En 1957, une épidémie d'origine aviaire, dite grippe asiatique, produite après
un tel mécanisme de recombinaison aurait fait plus de deux millions de morts
dans le monde. En 1968, la grippe de Hongkong, consécutive à une grippe
aviaire également, a fait près d'un million de victimes. Toutes les grandes
pandémies de grippe passées auraient été provoquées par un virus hybride
humain et aviaire concocté par le porc. La grippe dite espagnole de 1918, la
plus meurtrière, est, selon une publication de la revue américaine Science,
sans doute également d'origine aviaire. Pour compléter le tableau, il faut
savoir que les oiseaux sauvages et migrateurs seraient une source apparemment inépuisable
de grippe aviaire. Par ailleurs, plusieurs épidémies de grippe animale
transmissibles à l'homme, mais non contagieuses d'hommes à hommes ont été décrites.

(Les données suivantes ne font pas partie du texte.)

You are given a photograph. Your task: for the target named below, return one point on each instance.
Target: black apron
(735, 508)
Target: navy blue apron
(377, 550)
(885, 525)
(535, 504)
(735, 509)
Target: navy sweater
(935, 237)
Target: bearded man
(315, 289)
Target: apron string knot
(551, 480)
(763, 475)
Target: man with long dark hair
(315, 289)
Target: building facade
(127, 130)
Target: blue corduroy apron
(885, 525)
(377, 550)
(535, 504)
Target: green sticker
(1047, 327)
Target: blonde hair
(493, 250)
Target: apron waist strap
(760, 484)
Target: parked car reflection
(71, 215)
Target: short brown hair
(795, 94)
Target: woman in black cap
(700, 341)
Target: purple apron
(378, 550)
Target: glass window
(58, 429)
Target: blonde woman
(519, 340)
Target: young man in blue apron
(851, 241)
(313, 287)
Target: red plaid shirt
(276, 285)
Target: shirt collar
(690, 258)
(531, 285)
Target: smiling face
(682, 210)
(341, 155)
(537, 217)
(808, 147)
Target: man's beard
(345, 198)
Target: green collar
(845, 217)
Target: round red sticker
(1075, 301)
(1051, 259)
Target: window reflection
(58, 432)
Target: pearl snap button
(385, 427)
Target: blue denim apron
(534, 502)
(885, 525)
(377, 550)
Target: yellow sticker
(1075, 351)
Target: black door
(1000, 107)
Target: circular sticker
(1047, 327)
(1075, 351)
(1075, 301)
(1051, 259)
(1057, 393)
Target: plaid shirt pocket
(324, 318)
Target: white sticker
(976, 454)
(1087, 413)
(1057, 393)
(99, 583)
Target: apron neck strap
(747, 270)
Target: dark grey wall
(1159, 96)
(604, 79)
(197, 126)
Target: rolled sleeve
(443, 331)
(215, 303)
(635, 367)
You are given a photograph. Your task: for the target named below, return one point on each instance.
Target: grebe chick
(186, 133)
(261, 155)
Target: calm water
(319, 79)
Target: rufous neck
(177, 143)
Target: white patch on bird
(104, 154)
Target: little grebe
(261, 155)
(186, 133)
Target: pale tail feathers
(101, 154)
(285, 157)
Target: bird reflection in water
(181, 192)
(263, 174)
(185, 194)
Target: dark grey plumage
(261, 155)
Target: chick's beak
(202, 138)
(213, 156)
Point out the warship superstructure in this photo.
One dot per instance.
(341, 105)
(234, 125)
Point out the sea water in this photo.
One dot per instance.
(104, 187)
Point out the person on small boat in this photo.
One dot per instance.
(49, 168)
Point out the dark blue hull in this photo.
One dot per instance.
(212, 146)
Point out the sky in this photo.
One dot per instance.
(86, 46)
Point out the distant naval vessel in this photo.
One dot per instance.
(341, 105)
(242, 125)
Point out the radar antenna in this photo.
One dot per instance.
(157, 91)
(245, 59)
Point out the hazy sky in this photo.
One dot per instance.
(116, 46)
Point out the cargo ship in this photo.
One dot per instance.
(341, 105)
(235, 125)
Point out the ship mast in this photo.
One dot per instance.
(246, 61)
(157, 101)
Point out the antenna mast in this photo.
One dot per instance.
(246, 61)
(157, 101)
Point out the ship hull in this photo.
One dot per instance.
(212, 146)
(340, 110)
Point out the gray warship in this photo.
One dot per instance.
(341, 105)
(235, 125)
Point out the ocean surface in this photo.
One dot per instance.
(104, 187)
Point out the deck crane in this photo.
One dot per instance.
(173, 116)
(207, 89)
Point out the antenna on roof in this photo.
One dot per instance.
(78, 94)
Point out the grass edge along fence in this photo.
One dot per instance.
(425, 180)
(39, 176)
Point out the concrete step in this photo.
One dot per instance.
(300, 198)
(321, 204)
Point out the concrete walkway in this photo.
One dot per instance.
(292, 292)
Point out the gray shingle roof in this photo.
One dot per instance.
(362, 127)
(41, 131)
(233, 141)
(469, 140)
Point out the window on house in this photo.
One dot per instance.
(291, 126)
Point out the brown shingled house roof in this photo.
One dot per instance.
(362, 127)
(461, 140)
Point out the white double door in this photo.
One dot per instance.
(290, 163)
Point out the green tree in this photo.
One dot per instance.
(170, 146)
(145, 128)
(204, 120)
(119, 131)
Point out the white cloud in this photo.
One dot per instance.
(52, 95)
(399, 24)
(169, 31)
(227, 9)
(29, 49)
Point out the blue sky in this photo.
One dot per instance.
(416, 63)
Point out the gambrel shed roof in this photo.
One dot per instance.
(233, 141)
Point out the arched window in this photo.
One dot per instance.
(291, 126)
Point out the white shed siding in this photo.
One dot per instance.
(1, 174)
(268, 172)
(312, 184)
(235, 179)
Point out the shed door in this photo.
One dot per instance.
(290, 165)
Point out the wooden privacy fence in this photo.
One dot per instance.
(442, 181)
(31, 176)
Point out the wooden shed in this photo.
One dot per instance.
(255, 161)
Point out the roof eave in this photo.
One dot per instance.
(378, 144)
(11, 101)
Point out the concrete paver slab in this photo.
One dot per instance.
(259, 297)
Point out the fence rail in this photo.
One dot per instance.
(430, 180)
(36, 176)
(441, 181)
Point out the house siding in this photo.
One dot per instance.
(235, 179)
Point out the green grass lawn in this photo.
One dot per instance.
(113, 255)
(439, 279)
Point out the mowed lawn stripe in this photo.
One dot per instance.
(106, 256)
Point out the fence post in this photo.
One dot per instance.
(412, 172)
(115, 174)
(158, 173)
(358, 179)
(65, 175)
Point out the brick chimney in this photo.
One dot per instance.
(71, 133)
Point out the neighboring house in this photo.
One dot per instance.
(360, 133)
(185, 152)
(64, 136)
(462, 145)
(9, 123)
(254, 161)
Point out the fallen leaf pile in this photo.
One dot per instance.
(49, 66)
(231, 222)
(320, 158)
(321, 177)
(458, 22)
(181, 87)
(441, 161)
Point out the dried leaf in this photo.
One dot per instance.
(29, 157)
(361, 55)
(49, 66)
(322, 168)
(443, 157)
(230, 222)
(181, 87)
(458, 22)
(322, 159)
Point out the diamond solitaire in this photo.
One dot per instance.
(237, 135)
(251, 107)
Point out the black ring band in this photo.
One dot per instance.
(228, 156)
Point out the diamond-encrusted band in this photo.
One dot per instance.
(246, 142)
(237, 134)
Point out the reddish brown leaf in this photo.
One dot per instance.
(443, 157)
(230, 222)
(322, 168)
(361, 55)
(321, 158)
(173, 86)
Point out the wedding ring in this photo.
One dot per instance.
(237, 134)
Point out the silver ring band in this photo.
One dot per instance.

Une souche H5N1 en 1997 avait décimé déjà à Hongkong, des élevages de
volailles, infectant près d'une vingtaine de personnes, provoquant la mort de
six d'entre elles. En 1976, une épidémie de grippe porcine dans une base
militaire du New Jersey, ayant frappé plusieurs centaines de soldats, a provoqué
une panique générale. Plus de 100 millions de doses de vaccins ont été alors
fabriquées et injectés en urgence aux militaires. Un vaccin insuffisamment
testé qui a provoqué une recrudescence d'une maladie neurologique, le syndrome
de Guillain-Barré, chez les militaires, alors que l'épidémie de grippe s'est
spontanément arrêtée.
Ces épisodes montrent que la gestion d'une épidémie de grippe potentiellement
mortelle n'est pas évidente. Si l'Asie concentre actuellement les craintes
d'une nouvelle pandémie de grippe humaine, c'est que les conditions y sont
largement réunies : élevages industriels de poulets côtoyant des élevages
intensifs de porcs au milieu d'une population humaine dense. D'autres régions
plus près de nous réunissent les mêmes conditions, par exemple... la
Bretagne. Par ailleurs, le développement des transports aériens est une donnée
inédite par rapport aux siècles passés qui pourrait rendre fulgurante la
circulation des souches virales dans le monde.